While young lions like Jose Garces, Marc Vetri, Terence Feury, Daniel Stern, and Stephen Starr (of course) took the reins, the stars of decades past inevitably began to fade. Striped Bass' Neil Stein did time in prison for tax fraud. French masters Jean-Marie Lacroix and Fritz Blank retired. Nuevo Latino ceviche sensation Guillermo Pernot all but disappeared with the sudden closing of ¡Pasion! And longtime greats Georges Perrier and Susanna Foo have both struggled to remain relevant.
Starr's rise
His instincts haven't been unerring (he closed his glittering French bistro Blue Angel and had to reflag Striped Bass II).
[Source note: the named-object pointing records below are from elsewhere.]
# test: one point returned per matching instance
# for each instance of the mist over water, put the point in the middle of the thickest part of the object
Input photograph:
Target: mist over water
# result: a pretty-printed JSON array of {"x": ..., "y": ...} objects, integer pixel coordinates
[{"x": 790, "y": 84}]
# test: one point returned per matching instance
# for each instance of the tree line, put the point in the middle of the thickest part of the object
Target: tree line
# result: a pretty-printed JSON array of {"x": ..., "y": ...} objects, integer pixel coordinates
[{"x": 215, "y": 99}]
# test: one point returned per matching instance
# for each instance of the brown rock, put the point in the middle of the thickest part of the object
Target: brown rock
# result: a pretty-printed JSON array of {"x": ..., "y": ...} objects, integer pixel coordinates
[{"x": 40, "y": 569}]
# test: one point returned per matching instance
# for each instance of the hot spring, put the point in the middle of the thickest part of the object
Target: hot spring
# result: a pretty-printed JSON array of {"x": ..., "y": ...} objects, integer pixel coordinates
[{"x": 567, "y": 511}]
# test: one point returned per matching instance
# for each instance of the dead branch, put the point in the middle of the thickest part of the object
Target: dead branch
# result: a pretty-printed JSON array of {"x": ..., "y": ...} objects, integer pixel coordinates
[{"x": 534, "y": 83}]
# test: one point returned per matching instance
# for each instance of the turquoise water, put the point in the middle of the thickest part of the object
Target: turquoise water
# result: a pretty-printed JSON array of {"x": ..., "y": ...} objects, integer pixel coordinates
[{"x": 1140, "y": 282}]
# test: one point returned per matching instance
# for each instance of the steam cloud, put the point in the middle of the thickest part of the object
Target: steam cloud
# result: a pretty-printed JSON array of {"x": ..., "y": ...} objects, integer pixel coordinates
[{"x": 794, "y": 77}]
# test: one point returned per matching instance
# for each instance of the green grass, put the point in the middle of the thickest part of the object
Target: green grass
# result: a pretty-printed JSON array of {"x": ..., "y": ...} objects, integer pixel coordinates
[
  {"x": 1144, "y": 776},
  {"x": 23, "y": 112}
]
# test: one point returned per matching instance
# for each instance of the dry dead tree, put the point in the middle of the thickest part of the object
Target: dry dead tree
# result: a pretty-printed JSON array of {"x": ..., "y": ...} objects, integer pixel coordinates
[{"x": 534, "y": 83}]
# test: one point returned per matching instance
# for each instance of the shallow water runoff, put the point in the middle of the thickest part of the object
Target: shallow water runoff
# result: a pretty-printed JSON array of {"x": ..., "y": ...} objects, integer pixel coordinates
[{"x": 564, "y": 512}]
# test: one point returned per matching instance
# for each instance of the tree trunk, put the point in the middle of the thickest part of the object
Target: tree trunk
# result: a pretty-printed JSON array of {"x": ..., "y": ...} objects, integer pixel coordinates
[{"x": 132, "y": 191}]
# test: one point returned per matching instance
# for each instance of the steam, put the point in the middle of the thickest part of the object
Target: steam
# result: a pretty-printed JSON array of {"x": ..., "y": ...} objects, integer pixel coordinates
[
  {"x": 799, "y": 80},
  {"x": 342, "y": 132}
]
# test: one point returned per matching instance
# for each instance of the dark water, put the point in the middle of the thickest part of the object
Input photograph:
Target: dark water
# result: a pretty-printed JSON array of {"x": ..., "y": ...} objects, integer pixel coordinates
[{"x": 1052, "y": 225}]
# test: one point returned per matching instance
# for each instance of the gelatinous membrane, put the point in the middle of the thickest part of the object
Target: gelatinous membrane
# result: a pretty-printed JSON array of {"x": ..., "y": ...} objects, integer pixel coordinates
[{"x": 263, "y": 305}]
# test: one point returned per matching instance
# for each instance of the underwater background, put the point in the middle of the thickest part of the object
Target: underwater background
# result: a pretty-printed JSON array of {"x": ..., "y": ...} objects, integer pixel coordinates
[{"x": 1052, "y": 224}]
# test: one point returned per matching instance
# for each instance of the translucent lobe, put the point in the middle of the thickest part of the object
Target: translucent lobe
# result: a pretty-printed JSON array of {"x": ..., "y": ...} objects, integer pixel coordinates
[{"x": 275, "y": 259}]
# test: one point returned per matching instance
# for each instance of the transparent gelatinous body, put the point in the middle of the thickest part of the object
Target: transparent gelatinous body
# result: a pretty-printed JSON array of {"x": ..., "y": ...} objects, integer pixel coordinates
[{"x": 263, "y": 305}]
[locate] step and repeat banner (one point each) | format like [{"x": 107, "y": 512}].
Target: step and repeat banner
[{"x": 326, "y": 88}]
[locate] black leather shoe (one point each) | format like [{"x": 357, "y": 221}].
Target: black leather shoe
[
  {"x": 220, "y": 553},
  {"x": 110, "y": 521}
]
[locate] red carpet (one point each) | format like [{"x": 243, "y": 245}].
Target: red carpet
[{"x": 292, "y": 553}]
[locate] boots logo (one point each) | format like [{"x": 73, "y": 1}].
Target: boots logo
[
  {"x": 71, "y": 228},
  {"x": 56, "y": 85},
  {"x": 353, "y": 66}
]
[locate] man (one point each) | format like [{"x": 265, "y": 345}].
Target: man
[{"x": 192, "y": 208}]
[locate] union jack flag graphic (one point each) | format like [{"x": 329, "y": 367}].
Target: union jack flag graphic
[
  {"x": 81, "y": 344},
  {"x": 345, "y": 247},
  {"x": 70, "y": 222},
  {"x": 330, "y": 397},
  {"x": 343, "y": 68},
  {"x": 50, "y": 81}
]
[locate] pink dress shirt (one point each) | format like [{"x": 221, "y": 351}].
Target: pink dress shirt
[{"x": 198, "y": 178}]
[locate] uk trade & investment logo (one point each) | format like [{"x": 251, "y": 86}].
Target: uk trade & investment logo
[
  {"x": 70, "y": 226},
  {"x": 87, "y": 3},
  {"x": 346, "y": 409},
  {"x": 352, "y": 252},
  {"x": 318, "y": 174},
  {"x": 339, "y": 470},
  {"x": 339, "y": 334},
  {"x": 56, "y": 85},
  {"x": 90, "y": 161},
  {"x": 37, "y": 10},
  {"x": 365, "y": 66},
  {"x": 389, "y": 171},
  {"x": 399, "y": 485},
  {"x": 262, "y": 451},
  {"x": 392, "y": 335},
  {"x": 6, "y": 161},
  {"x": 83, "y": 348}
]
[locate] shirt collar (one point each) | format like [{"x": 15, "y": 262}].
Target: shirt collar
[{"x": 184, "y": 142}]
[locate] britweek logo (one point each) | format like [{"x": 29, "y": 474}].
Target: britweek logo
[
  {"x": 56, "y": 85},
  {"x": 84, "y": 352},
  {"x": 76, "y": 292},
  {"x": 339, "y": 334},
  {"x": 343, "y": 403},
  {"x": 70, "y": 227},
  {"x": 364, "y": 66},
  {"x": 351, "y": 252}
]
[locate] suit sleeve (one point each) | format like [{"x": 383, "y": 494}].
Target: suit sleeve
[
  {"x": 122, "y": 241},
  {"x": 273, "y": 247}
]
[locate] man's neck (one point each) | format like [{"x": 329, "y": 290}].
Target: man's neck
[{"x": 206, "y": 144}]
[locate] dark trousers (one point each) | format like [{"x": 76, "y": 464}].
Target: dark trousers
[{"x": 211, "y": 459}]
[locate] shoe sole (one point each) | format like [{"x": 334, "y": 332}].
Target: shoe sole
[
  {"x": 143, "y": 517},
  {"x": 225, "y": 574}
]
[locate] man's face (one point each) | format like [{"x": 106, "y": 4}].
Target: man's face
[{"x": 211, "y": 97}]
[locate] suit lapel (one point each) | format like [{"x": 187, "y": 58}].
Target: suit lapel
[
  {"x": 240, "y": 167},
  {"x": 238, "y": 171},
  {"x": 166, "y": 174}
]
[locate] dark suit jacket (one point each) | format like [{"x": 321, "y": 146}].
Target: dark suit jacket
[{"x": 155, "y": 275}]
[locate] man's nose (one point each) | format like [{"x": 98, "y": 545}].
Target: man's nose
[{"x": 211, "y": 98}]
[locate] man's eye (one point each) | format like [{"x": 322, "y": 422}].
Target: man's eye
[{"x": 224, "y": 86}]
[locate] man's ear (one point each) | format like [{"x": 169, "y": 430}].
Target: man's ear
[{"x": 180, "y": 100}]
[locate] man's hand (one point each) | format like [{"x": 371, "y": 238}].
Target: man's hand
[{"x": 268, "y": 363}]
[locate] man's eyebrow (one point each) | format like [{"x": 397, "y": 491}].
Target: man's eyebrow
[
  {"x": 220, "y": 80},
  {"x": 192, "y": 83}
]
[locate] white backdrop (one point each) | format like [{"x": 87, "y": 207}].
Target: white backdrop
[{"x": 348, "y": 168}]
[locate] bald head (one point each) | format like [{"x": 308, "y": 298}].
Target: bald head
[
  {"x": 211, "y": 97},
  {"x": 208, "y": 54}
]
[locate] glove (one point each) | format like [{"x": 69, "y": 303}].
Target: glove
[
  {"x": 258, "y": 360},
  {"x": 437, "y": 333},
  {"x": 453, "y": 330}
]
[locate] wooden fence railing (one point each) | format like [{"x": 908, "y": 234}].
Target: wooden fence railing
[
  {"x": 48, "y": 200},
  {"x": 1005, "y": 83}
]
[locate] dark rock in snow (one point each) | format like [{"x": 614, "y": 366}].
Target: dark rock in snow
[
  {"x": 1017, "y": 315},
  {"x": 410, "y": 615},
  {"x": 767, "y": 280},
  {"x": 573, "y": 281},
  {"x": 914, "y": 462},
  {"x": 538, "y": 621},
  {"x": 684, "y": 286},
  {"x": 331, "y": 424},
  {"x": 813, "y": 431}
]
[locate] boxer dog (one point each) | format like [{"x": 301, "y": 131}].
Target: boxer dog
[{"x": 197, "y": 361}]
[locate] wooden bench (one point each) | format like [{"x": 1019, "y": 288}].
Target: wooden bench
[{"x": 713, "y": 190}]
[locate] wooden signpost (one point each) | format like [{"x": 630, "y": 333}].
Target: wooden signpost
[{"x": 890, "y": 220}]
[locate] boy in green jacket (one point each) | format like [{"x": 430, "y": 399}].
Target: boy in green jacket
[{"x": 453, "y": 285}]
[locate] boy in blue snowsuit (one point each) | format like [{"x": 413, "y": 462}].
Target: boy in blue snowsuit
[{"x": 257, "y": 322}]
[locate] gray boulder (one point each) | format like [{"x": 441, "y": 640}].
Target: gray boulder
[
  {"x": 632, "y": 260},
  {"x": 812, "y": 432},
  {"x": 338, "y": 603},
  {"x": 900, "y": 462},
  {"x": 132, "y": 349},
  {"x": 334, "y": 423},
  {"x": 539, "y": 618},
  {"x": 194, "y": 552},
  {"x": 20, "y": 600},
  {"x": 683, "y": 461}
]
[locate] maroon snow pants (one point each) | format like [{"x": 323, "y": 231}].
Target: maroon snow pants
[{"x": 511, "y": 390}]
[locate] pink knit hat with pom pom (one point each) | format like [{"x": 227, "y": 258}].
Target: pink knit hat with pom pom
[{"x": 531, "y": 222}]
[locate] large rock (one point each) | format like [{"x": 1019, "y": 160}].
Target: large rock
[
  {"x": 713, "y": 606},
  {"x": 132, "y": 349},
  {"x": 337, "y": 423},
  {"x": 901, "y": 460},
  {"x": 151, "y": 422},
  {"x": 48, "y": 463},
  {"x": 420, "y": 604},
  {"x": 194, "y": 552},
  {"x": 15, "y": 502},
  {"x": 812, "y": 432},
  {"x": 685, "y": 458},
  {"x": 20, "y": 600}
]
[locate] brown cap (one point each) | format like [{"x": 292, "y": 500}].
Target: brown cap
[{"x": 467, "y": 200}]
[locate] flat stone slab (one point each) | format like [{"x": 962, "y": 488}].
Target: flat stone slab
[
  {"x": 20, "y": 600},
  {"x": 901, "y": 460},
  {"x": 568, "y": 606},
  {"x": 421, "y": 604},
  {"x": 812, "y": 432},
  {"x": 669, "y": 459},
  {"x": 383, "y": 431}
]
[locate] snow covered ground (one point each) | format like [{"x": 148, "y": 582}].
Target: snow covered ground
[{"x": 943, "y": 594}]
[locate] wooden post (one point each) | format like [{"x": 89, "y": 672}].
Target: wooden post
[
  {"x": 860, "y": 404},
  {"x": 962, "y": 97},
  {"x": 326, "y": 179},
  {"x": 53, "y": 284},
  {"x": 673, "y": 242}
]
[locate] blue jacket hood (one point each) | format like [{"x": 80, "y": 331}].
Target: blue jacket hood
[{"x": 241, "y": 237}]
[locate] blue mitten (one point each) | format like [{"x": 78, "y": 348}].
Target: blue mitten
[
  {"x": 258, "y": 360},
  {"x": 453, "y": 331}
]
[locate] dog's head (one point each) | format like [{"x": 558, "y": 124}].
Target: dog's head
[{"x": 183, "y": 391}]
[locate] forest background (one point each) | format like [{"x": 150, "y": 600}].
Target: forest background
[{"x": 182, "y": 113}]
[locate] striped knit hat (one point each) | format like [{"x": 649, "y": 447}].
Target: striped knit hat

But Starr has proved to be the city's most durable empire- builder since abandoning the nightclub and music scene to put his stamp firmly on the city's food culture. In 1995, he transformed Old City's workaday Continental Diner into a hip martini bar. He hasn't looked back, luring big-name chefs (to Morimoto and Alma de Cuba), pioneering splashy venues (Buddhakan and the late Tangerine), and reenergizing dark spaces: Parc, his homage to a French brasserie, has been a beacon at the edge of Rittenhouse Square. All that, and the man does burgers (Square Burger) and pizza (Stella), too. Current total: A dozen properties in Center City, with others in New York and Florida.